Supporting the wealth gap

March 29th, 2014 atam Posted in Building, General, Peak oil | 1 Comment »

One rule for the rich, another rule for the poor, and that’s official.

The Planning Department has apparently revised the rules regarding parking spaces to permit housing projects with larger flats to provide more car park spaces while those with smaller flats will have the number of parking spaces reduced.

While it makes total sense for flats located close to the MTR to not have any parking space at all, does it make sense for larger flats that only the rich can afford to be allocated more parking spaces? Hong Kong’s excellent public transport system is such that, even if one’s living in posh districts like the south side of Hong Kong Island, one’s bound to find a combination of buses and minibuses providing a reliable and regular service, in addition to a plethora of private shutter bus services set up to serve various residential complexes. But of course, the well-off can’t be expected to take public transport; they must drive their fast cars or be driven around town by their chauffeurs.
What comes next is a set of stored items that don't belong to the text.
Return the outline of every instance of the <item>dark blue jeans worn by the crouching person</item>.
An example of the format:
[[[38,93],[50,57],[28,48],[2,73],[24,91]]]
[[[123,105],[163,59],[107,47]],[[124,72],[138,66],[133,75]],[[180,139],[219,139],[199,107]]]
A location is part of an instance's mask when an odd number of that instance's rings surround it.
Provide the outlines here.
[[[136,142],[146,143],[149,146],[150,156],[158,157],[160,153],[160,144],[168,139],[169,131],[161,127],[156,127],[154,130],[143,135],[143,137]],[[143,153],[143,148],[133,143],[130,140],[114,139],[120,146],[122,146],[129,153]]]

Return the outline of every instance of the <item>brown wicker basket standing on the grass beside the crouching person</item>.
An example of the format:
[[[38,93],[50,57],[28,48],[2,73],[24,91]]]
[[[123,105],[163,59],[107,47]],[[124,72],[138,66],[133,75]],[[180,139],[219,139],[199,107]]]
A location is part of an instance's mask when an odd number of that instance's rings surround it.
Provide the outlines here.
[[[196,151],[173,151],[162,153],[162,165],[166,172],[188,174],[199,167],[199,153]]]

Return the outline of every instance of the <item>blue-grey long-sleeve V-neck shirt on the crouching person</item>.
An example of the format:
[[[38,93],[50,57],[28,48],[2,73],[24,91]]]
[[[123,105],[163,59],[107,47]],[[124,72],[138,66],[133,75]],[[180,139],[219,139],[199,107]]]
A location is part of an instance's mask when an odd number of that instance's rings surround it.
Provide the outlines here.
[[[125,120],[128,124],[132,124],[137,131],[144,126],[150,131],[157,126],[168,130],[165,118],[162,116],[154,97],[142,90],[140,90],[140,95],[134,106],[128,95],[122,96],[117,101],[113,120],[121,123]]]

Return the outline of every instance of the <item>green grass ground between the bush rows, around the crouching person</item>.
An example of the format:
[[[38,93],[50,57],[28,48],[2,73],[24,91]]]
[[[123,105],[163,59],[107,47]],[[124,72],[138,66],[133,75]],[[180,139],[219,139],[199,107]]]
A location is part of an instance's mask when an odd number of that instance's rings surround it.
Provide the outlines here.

Does Hong Kong have a problem finding sites for more housing? Well, why is precious space being allocated to cars then, especially when car parks are so often exploited to push up the height of buildings, the better to capture whatever view there is, natural ventilation be damned?
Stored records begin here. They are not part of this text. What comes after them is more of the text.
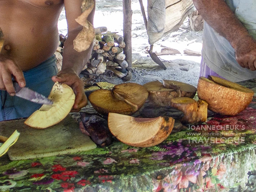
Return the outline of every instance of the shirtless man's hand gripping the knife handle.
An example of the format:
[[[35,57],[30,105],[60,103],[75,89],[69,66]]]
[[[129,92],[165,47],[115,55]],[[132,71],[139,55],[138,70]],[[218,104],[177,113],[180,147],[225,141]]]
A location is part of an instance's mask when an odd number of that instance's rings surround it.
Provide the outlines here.
[[[7,91],[11,96],[15,95],[12,77],[20,87],[26,86],[22,70],[11,60],[0,55],[0,90]]]

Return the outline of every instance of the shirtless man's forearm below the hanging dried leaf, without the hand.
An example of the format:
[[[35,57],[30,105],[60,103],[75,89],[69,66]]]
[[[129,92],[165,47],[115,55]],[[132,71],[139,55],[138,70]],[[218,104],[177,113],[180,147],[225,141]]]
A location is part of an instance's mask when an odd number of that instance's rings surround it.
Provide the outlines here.
[[[83,70],[83,67],[86,65],[89,60],[92,52],[92,44],[86,50],[82,52],[77,52],[74,49],[73,40],[77,34],[82,30],[78,29],[77,31],[69,32],[68,38],[65,41],[64,51],[63,51],[63,61],[61,70],[73,69],[78,75]]]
Motorists are complaining about a lack of parking spaces and the number of parking tickets they get. If they’re to give up motoring, they’d save a chunk of money maintaining their cars and paying fines while Hong Kong’s roads will be that much less polluted and less congested. The funny thing is, while car ownership has been increasing, only a fraction of licensed vehicles are on the road at any one time. Some people actually do use other forms of transport during the week, taking the car out only at weekends. So for much of the time, these cars just hog space that could house people instead.
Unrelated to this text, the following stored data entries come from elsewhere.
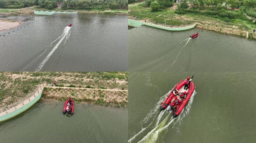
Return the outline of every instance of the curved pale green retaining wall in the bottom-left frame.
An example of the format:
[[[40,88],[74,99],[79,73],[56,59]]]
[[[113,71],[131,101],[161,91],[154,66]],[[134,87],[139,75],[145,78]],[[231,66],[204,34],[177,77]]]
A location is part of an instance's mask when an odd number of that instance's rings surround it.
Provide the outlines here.
[[[42,91],[43,92],[43,91]],[[3,116],[0,116],[0,122],[1,121],[4,121],[4,120],[7,120],[9,118],[12,118],[18,114],[21,114],[22,112],[26,111],[28,108],[30,108],[32,105],[34,105],[42,96],[42,92],[39,93],[39,95],[36,96],[36,98],[34,98],[33,100],[31,100],[28,104],[22,106],[21,108],[19,109],[16,109],[15,111],[13,112],[10,112],[8,114],[5,114]]]

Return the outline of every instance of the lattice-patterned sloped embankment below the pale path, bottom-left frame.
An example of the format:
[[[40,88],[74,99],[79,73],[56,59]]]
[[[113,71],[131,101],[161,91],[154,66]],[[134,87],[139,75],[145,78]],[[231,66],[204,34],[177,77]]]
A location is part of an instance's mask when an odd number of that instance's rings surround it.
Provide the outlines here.
[[[128,90],[117,89],[91,89],[91,88],[67,88],[67,87],[45,87],[43,97],[54,99],[73,98],[77,101],[97,101],[102,99],[106,103],[128,105]]]

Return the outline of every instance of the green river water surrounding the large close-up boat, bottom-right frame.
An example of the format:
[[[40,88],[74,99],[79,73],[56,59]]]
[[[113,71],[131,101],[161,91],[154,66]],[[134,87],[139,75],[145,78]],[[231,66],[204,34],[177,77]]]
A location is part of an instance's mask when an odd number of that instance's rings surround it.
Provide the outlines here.
[[[194,75],[183,112],[159,107],[180,80]],[[256,140],[256,73],[129,72],[129,143],[252,143]]]

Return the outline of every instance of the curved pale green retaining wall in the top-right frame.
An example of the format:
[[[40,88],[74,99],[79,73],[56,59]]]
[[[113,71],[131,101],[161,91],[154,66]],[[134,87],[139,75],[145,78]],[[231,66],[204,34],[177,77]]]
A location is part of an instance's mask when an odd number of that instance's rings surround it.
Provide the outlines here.
[[[139,26],[142,26],[142,25],[147,25],[147,26],[160,28],[160,29],[165,29],[165,30],[170,30],[170,31],[182,31],[182,30],[192,29],[192,28],[195,27],[195,25],[191,25],[191,26],[180,27],[180,28],[168,28],[168,27],[164,27],[164,26],[153,25],[153,24],[150,24],[150,23],[144,23],[144,22],[140,22],[140,21],[137,21],[137,20],[128,19],[128,26],[139,27]]]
There’s a vision for a smart city in which driverless vehicles can be stacked away in automated high-rise garages and sent out to serve people on demand. Rather than stand idle for much of the time, they can be reassigned to serve other families once existing requests have been fulfilled. This way, a much smaller number of vehicles can serve far more families without imposing undue demand on parking spaces.

It sounds good, but when people are encouraged to treat cars as an aspirational item with even the parking spaces elevated to the status of a commodity, such a pragmatic and more environmentally friendly approach is hardly likely to gain traction.

Applause broke out during the Finance Secretary’s budget speech, when the motoring lobby discovered that Mr Tsang would not be raising the first registration tax. Did the Transport and Housing and Environment Bureaus provide any input?

One Response to “Supporting the wealth gap”

  1. The incongruity of various government departments’ differing agendas enormously damages Hong Kong’s future. Imagine what would be accomplished if they were all on the same page. Isn’t this CY Leung’s job?